1. Hukuk Dairesi 2014/16672 E. , 2016/4759 K.
"İçtihat Metni"MAHKEMESİ :ASLİYE HUKUK MAHKEMESİ
Taraflar arasında görülen elatmanın önlenmesi, yıkım ve ecrimisil davası sonunda, yerel mahkemece davanın reddine ilişkin olarak verilen karar davacı vekili tarafından yasal süre içerisinde temyiz edilmiş olmakla dosya incelendi, Tetkik Hakimi ..."ın raporu okundu, açıklamaları dinlendi, gereği görüşülüp düşünüldü;
-KARAR-
Dava, imar parseline elatmanın önlenmesi, yıkım ve ecrimisil isteklerine ilişkindir.

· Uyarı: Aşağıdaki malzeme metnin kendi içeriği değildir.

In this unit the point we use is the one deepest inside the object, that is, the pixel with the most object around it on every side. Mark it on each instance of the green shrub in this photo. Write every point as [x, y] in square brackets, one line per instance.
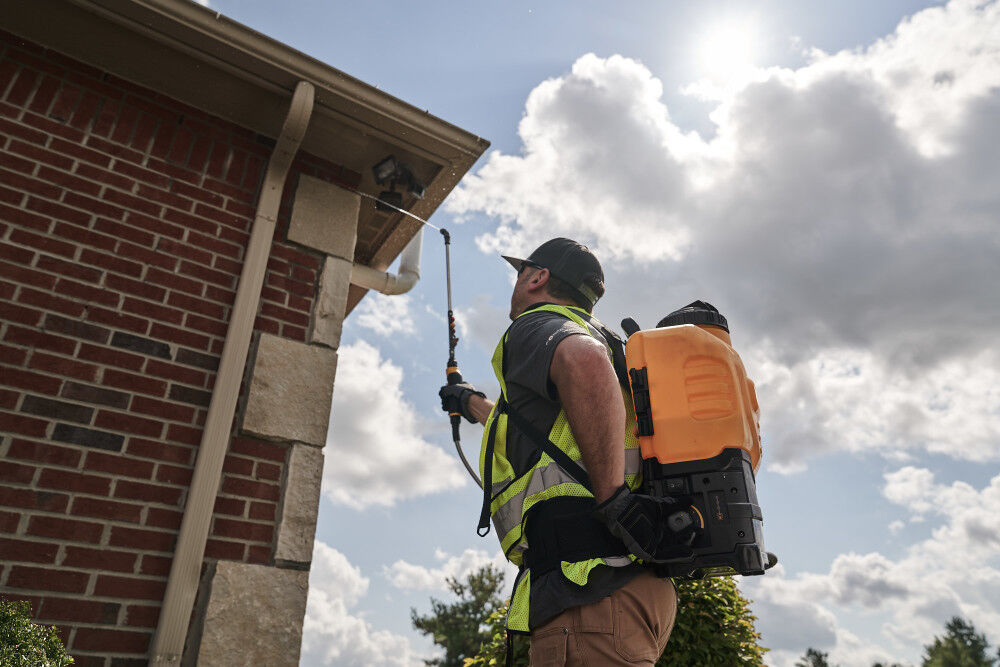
[24, 644]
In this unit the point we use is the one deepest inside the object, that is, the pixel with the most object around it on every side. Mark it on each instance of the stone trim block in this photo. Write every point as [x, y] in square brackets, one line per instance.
[254, 616]
[301, 504]
[331, 304]
[325, 217]
[291, 391]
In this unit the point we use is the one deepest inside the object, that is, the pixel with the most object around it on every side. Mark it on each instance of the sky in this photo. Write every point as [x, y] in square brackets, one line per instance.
[824, 173]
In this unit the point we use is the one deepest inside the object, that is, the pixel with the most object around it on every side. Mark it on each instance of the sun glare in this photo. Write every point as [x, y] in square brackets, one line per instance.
[727, 50]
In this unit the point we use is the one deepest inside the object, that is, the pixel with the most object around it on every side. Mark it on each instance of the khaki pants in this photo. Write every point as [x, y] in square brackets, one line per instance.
[629, 627]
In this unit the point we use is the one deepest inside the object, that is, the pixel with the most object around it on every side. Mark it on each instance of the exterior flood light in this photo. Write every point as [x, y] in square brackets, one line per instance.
[392, 171]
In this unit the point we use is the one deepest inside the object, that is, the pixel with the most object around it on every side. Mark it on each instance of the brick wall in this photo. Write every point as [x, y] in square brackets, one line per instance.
[124, 216]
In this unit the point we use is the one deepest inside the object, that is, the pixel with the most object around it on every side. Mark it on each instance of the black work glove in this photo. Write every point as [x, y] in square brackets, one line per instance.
[455, 398]
[654, 529]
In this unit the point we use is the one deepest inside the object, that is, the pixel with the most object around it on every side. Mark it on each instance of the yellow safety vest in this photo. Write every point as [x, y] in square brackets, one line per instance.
[511, 496]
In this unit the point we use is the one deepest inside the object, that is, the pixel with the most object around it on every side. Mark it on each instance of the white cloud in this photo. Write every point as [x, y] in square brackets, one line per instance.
[482, 322]
[386, 315]
[405, 575]
[331, 634]
[956, 571]
[843, 217]
[375, 454]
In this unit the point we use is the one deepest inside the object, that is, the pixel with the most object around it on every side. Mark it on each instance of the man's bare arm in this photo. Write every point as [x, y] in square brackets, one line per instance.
[592, 398]
[480, 408]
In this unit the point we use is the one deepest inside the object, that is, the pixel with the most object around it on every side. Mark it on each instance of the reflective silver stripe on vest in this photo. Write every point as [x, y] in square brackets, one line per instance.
[508, 516]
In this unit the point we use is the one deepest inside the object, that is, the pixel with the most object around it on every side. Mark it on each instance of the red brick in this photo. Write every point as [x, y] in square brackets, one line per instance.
[295, 256]
[137, 288]
[157, 517]
[147, 256]
[23, 218]
[184, 250]
[86, 112]
[162, 409]
[15, 313]
[17, 423]
[99, 559]
[174, 475]
[87, 293]
[180, 336]
[103, 355]
[117, 320]
[40, 579]
[258, 449]
[184, 434]
[105, 509]
[129, 587]
[20, 274]
[267, 326]
[237, 465]
[27, 552]
[28, 184]
[158, 566]
[175, 372]
[62, 366]
[155, 225]
[263, 511]
[113, 149]
[118, 465]
[16, 473]
[230, 506]
[9, 522]
[80, 152]
[33, 297]
[26, 450]
[258, 554]
[65, 529]
[39, 154]
[119, 421]
[215, 245]
[93, 173]
[60, 212]
[71, 269]
[86, 237]
[92, 639]
[43, 243]
[81, 611]
[167, 495]
[111, 262]
[146, 540]
[65, 480]
[244, 487]
[243, 530]
[224, 550]
[144, 617]
[201, 194]
[141, 174]
[8, 399]
[192, 222]
[159, 450]
[17, 254]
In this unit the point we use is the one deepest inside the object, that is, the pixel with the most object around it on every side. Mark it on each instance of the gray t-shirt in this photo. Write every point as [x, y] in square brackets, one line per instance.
[531, 344]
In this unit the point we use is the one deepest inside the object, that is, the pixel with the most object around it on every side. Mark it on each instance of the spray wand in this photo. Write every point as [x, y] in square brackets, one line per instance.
[452, 372]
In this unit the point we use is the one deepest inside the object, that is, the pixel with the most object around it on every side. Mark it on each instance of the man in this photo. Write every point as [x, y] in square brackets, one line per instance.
[561, 458]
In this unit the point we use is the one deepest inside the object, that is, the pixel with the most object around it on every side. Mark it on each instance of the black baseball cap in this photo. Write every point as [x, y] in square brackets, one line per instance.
[572, 263]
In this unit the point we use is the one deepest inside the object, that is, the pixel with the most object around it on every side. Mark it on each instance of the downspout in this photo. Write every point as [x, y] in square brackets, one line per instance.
[387, 283]
[182, 585]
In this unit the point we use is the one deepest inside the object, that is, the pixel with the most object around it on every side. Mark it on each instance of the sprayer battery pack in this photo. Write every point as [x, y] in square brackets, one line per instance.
[724, 491]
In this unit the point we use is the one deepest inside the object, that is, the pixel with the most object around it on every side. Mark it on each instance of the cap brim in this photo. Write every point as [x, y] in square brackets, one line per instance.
[515, 262]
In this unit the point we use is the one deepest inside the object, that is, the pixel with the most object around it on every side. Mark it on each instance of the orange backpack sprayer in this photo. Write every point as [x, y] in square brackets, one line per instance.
[699, 435]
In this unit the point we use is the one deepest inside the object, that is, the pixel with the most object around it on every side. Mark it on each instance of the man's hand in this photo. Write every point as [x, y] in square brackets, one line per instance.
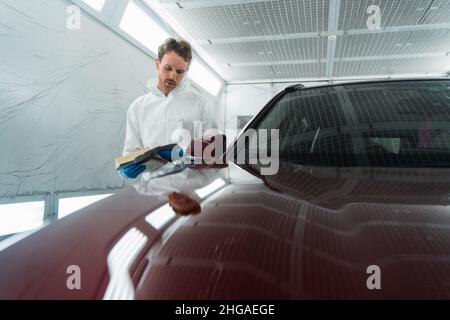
[132, 171]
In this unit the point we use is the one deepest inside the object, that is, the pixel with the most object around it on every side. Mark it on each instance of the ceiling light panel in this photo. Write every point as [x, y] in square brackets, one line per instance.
[353, 14]
[278, 50]
[391, 66]
[254, 18]
[289, 71]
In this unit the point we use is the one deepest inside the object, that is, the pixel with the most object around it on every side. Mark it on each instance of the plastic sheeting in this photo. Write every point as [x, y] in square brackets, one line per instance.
[63, 99]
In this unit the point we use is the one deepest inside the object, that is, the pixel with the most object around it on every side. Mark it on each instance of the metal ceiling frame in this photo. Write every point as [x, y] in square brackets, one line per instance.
[196, 4]
[213, 41]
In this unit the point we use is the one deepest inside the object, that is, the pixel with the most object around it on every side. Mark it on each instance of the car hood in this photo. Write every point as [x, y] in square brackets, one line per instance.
[305, 233]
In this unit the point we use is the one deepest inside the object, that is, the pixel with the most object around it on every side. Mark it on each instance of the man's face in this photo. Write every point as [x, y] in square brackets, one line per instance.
[171, 70]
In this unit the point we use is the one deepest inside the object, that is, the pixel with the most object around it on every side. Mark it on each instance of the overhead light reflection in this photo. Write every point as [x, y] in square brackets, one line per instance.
[211, 188]
[160, 217]
[120, 259]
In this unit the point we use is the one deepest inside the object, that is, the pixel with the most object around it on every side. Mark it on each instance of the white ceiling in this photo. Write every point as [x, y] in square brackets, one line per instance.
[256, 40]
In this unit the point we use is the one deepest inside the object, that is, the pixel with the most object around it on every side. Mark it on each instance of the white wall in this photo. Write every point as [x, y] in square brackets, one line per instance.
[63, 99]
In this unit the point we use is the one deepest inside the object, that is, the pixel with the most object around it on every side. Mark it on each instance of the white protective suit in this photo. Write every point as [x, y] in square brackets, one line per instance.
[152, 120]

Davacı, kayden maliki olduğu 25 parsel sayılı taşınmaza komşu 24 parsel sayılı taşınmazın maliki olan davalıların mirasbırakanı Mustafa İbak tarafından taşkın yapılaşmak suretiyle müdahale edildiğini, öte yandan komşuluk hukukuna aykırı şekilde pencereler açıldığını ileri sürerek, elatmanın önlenmesine, taşkın kısmın yıkımına, pencerelerin kapatılmasına ve dava tarihinden önceki beş yıllık dönem için ecrimisile karar verilmesini istemiştir.
Davalılar, davacının taşınmazına tecavüzlerinin olmadığını, imar uygulamasında ölçüm hatası yapıldığını belirterek, davanın reddini savunmuşlardır.
Mahkemece, tecavüzlü durumun, 2981/3290 sayılı yasanın hatalı uygulamasından veya hatalı ölçülendirilmesinden kaynaklandığı gerekçesiyle davanın reddine karar verilmiştir.
Dosya içeriği ve toplanan delillerden; çekişme konusu 48 ada 25 parsel sayılı taşınmazın kayden davacıya, 48 ada 24 parsel sayılı taşınmazın ise davalıların mirasbırakanı ...."a ait olduğu, davalılara ait binanın davacı taşınmazına tecavüzlü olduğu, eldeki dosyada alınan bilirkişi raporunda ve ... Belediyesi tarafından gönderilen yazıda; tecavüzün imar uygulamasında yapılan ölçüm ve işlem hatasından kaynaklandığının belirtildiği görülmektedir.
Ne var ki; “çap iptale kadar geçerlidir” kuralı gereğince, iptal edilene kadar kaydına itibar edileceği kuşkusuzdur.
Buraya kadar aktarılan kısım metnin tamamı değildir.